MADHERUKA AND SHANGWE: ETHNIC IDENTITIES AND THE CULTURE OF MODERNITY IN GOKWE, NORTHWESTERN ZIMBABWE, 1963–79 1
In colonial Southern Rhodesia, administrative officials often couched the rhetoric of ‘modernization’ in ethnic terms. They regarded immigrant Madheruka master farmers as the embodiment of modernization because they had been exposed to forces of modernization in their areas of origin, while both officials and immigrants alike regarded indigenous Shangwe as backward and primitive. This article argues that the construction of Madheruka and Shangwe ethnic identities dates primarily to the early 1960s, with the coming of immigrants and the introduction of cotton. Shangwe defined the immigrants as madheruka, a term whose origins lay in the eviction of the immigrants from crown land by colonial officials in the 1950s, while Madheruka termed the indigenous peoples shangwe, or backward. Each group perceived itself differently, however, Shangwe claiming that the term Shangwe referred to a place rather than to their ethnic identity and Madheruka claiming to belong to authentic Shona groups. The guerrilla war of the 1970s witnessed an attack on modernity as the guerrillas and their sympathizers regarded immigrant farmers as colonial collaborators.
Key Words: Zimbabwe; colonial; agriculture; ethnicity.

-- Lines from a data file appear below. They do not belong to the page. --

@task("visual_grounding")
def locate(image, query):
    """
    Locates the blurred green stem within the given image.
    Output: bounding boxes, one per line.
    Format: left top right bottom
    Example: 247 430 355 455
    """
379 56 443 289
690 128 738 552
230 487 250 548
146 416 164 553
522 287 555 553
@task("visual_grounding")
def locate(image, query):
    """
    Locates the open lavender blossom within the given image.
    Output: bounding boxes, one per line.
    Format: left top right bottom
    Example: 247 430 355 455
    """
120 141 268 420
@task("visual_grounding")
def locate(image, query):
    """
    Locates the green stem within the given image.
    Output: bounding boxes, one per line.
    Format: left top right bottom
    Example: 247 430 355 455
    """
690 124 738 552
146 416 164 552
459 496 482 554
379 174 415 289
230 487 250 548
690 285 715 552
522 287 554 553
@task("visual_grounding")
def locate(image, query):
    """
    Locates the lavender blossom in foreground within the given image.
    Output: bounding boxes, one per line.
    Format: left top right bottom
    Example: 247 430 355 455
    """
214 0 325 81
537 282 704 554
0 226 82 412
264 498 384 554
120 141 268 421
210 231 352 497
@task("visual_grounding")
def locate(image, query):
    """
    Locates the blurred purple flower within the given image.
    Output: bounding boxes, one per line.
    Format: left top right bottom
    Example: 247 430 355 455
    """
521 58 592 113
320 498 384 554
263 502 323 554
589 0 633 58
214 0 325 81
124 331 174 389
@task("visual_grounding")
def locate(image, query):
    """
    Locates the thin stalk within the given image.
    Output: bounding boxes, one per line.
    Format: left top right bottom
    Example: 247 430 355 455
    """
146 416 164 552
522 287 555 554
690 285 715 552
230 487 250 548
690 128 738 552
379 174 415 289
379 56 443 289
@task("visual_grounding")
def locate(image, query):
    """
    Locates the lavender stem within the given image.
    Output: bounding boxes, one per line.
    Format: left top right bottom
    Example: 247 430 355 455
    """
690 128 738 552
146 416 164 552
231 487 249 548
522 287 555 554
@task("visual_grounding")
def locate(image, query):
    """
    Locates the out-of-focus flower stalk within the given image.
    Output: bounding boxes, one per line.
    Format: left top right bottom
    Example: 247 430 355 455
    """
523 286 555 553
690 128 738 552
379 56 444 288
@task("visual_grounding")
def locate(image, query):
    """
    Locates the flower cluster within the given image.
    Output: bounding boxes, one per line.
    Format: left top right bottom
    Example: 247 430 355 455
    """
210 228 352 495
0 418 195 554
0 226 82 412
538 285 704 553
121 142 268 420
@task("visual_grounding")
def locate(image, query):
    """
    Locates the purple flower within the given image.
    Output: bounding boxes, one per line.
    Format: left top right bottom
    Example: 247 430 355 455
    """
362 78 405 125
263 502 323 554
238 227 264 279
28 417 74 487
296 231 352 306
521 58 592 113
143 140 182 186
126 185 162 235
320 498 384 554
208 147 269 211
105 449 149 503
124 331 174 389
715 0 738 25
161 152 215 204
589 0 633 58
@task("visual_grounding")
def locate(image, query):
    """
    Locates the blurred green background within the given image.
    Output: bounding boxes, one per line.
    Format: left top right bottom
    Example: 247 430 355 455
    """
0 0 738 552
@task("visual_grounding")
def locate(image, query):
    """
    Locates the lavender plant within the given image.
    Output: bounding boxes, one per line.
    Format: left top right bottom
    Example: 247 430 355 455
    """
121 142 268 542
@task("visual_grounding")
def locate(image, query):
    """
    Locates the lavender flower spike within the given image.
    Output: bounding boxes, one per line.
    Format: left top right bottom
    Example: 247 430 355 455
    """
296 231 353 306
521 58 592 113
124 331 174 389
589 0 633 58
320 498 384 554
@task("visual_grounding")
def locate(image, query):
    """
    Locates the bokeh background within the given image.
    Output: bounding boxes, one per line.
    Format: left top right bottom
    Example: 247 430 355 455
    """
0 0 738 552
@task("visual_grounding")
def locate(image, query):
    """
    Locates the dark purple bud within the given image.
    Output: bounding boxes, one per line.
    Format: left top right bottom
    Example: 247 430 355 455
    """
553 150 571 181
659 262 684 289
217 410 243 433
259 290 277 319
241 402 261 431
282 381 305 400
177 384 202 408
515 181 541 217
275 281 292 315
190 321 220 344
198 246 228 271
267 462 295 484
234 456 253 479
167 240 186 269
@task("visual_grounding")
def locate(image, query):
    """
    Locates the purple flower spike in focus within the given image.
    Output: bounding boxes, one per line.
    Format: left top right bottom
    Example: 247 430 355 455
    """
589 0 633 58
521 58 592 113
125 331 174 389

1 The research on which this article is based was conducted primarily in the Umniati Area of southeastern Gokwe between September 1996 and October 1997. The field research was made possible by a grant from Rockefeller Dissertation Internship Award. I would like to acknowledge the assistance I got from Agritex at Gokwe Center, Gokwe Rural District Council, Umniati Cooperative and the many villagers of Gokwe who not only welcomed me in their homes, but were prepared to share their life histories with me. I wish to thank Allison Shutt, Sara Berry, Jonathon Glassman and members of the Economic History Department at the University of Zimbabwe for their critical suggestions and support as this paper took shape.